← Back to Timeline

Unsupervised Decomposition and Recombination with Discriminator-Driven Diffusion Models

Foundational AI

Authors

Archer Wang, Emile Anand, Yilun Du, Marin Soljačić

Abstract

Decomposing complex data into factorized representations can reveal reusable components and enable synthesizing new samples via component recombination. We investigate this in the context of diffusion-based models that learn factorized latent spaces without factor-level supervision. In images, factors can capture background, illumination, and object attributes; in robotic videos, they can capture reusable motion components. To improve both latent factor discovery and quality of compositional generation, we introduce an adversarial training signal via a discriminator trained to distinguish between single-source samples and those generated by recombining factors across sources. By optimizing the generator to fool this discriminator, we encourage physical and semantic consistency in the resulting recombinations. Our method outperforms implementations of prior baselines on CelebA-HQ, Virtual KITTI, CLEVR, and Falcor3D, achieving lower FID scores and better disentanglement as measured by MIG and MCC. Furthermore, we demonstrate a novel application to robotic video trajectories: by recombining learned action components, we generate diverse sequences that significantly increase state-space coverage for exploration on the LIBERO benchmark.

Concepts

diffusion models compositional latent recombination disentangled representations discriminator-guided diffusion representation learning generative adversarial networks generative models variational autoencoders reinforcement learning loss function design active learning

The Big Picture

Imagine looking at a portrait photograph. Your brain effortlessly separates it into components: face, lighting, background. Nobody tells you where one ends and another begins. Teaching an AI to do the same, entirely without labels, is one of machine learning’s longest-standing puzzles: unsupervised disentanglement.

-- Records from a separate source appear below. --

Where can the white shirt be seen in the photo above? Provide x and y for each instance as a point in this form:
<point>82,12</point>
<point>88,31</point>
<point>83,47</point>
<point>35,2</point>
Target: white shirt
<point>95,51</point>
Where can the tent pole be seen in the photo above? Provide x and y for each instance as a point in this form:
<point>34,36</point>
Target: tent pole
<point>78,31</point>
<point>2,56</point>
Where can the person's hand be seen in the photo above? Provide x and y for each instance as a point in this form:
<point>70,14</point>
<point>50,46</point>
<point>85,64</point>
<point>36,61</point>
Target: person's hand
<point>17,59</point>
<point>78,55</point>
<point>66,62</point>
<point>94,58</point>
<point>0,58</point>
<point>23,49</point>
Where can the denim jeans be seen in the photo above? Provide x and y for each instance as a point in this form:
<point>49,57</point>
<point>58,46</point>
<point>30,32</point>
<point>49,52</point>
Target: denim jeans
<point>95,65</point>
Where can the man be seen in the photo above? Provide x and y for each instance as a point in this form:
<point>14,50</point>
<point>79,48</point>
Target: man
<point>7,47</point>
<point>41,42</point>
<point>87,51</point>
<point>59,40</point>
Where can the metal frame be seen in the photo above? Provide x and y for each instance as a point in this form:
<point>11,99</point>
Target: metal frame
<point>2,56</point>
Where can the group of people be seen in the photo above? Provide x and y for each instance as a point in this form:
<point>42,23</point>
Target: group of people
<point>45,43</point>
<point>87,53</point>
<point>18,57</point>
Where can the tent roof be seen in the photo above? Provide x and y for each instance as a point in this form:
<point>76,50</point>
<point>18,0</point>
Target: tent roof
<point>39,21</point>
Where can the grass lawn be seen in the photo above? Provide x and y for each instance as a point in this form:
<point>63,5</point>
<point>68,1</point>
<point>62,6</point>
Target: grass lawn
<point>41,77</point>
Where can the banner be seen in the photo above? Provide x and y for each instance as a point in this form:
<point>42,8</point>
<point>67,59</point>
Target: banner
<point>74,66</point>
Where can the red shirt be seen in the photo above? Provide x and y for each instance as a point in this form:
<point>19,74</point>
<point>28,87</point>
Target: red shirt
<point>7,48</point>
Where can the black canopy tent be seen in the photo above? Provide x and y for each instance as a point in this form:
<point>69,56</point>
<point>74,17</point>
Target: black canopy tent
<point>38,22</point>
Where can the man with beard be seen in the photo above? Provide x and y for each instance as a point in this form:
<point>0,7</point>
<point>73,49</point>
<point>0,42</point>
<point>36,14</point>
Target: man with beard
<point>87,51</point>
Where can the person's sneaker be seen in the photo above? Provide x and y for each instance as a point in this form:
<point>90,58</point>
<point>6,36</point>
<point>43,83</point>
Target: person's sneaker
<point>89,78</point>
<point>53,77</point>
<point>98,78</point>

“Unsupervised” means the system receives no human-provided labels. “Disentanglement” means it must identify the hidden factors that shaped what it sees, like reconstructing a meal’s ingredients after you’ve already eaten it. Once identified, those factors can be recombined: swap the background from one photo onto another subject, or blend motion patterns from different robot demonstrations into novel trajectories.

A team led by researchers at MIT has now developed a method that makes this recombination far more coherent. The idea: add a “judge” network trained to catch implausible blends, then use its feedback to discipline a diffusion model, a generative AI that creates images by progressively refining noise into coherent pictures.

Key Insight: By training a discriminator to spot “fake” recombinations and optimizing the diffusion model to fool it, the system learns to produce blended outputs that are physically and semantically consistent, not just pixel-plausible, but actually believable.

How It Works

The foundation is a factorized latent diffusion model, a generative model that encodes each input into multiple separate hidden “slots,” each capturing a different aspect of the scene. (“Latent” means the model operates in a compressed internal representation, not on raw pixels.) Think of assigning separate notebooks to background, lighting, and subject identity; new images are generated by mixing notebooks from different sources.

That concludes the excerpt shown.